“Guadalupe tinha ímã”

Ester Teixeira tem antepassados portugueses. Originária da Galícia, mora em Portugal desde dezembro de 1951, e conta a sua recordação de Guadalupe Ortiz de Landázuri, mulher do Opus Dei que será beatificada em Madri no próximo dia 18 de maio.

Conheci a Guadalupe numa viagem que fez à Galícia. Na minha família, todos tínhamos uma vida de piedade bastante intensa: missa, visita diária ao Santíssimo na igreja, confissão com frequência. Na altura, só o meu pai não era praticante.

Eu queria fazer algo pela Igreja. Era Presidente da Ação Católica, já conhecia Caminho por recomendação do meu confessor. Das minhas irmãs, uma tinha casado e outra ia casar em breve. Eu, que era a mais nova, sabia que queria fazer alguma coisa por Deus e que podia muito bem ser casar-me ou não.

Pelos meus encargos, como tinha várias coisas a tratar, um dia fui de manhã à sede da Ação Católica. Ainda hoje me pergunto: Porque fui lá aquela manhã? Porque foi ali também o meu confessor aquela manhã? Foi ele que me disse: “Estão aqui as do Opus Dei, como tu tens o problema de vocação, fala com a Guadalupe!” E apresentou-nos.

Lembro-me bem que era de uma simpatia enorme, vestia-se de um modo elegante e discreto. Marcamos um encontro para aquela tarde. Começamos a falar. Comecei a sentir que a Guadalupe tinha um ímã. Ia avançando. Como, à medida que me explicava o que era a Obra, se dava conta de que aquilo era para mim, falou-me logo de ir para Madri quanto antes e ficamos de continuar no dia seguinte.

Antes de adormecer, a seguir a essa segunda conversa, no meu quarto, escrevi uma carta ao Fundador pedindo para ser do Opus Dei. Estávamos em abril de 1948.

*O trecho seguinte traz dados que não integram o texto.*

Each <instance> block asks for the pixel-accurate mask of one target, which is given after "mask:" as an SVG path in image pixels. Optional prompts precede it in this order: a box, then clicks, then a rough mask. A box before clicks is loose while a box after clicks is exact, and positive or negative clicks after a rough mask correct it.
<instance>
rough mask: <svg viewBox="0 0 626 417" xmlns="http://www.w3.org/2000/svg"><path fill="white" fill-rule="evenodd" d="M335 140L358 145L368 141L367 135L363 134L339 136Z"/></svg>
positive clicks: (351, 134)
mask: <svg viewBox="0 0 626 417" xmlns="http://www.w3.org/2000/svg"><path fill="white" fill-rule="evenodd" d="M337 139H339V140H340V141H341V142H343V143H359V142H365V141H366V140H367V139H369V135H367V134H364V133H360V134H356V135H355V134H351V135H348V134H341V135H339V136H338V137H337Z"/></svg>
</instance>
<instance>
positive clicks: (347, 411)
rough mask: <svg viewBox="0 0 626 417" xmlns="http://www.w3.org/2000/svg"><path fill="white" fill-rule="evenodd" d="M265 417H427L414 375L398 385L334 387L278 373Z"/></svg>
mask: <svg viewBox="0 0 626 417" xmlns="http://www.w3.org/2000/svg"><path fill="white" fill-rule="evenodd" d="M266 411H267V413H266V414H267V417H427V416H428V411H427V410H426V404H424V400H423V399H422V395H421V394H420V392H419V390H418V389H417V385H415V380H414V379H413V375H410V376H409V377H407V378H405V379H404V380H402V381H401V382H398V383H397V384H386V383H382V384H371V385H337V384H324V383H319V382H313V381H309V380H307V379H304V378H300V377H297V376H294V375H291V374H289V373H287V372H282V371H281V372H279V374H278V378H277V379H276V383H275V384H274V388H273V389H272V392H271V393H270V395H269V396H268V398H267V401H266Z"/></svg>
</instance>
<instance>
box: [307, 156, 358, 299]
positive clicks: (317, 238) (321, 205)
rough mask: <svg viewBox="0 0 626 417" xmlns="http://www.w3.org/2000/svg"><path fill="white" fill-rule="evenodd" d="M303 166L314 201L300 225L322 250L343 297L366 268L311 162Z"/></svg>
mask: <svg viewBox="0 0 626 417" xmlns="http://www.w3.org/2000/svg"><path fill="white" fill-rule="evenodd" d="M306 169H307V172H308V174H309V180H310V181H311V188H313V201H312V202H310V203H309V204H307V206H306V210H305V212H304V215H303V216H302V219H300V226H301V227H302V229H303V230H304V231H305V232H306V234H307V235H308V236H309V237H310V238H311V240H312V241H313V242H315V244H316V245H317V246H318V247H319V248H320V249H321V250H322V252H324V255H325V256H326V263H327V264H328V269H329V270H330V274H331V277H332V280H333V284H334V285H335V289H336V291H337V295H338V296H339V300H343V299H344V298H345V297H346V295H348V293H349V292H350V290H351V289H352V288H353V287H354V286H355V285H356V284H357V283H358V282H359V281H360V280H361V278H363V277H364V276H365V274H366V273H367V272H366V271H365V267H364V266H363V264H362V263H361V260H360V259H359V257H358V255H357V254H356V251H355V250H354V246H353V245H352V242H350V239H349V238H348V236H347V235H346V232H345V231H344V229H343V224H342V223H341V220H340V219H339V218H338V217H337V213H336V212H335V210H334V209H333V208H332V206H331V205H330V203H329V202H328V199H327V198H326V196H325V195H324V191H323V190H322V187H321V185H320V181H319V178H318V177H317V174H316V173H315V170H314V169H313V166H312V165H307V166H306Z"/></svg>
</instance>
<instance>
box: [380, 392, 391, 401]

Ester com o atual Prelado, Mons. Fernando Ocáriz

Faltava a comunicação aos meus pais da minha decisão. Pensei que devia fazê-lo na festa do Espírito Santo. O meu pai, apesar de não praticar e de lhe custar muito a minha partida, disse que não queria pôr obstáculos à minha felicidade.

Em Madri, a Guadalupe estava à minha espera na estação de Atocha. De lá, fomos para Zurbarán. A Guadalupe era Diretora da Residência. Encantou-me logo o ambiente de família que se respirava. Sempre com a sua simpatia e atração, acolheu-me (disse-me a que horas se almoçava, mostrou-me o oratório, e insistiu em que fosse descansar um pouco, por ter passado a noite em viagem). Explicou-me que iria para Los Rosales, onde decorria um período breve de formação mais intensa. Entrei no ônibus para Villaviciosa de Odón, perto de Madri, onde me iriam esperar.

Também me aconteceram peripécias na cozinha, pela minha inexperiência, mas estava sempre por ali o meu “advogado de defesa”, que me descontraía

O nosso Padre passou por lá e numa meditação muito breve, porque o esperavam outros afazeres, falou-nos de expansão. Cada uma começou a ver-se em diferentes partes da Europa. A maior parte ia para Madri. Eu fui para Zurbarán, onde estava a Guadalupe, que na altura, além de muitos outros trabalhos, fazia a tese: realmente, de dia, fazia apostolado, dava círculos a muita gente nova, com quem conversava pessoalmente, e à noite, dedicava-se à tese; por isso, de vez em quando, se se encostasse em uma parede, dormia. Eu era a secretária e encarregava-me da cozinha. Na primeira quinzena, faltavam-me pesetas no balancete e fiquei aflita. A Guadalupe acalmava-me, descomplicava e garantia que o dinheiro havia de aparecer. De fato, assim foi. Também me aconteceram peripécias na cozinha, pela minha inexperiência, mas estava sempre por ali o meu “advogado de defesa”, que me descontraía.

A partir daí, já nos separamos: a Guadalupe saiu de Zurbarán. Um ano depois, fui eu que parti, primeiro para Santiago de Compostela, e depois para Portugal.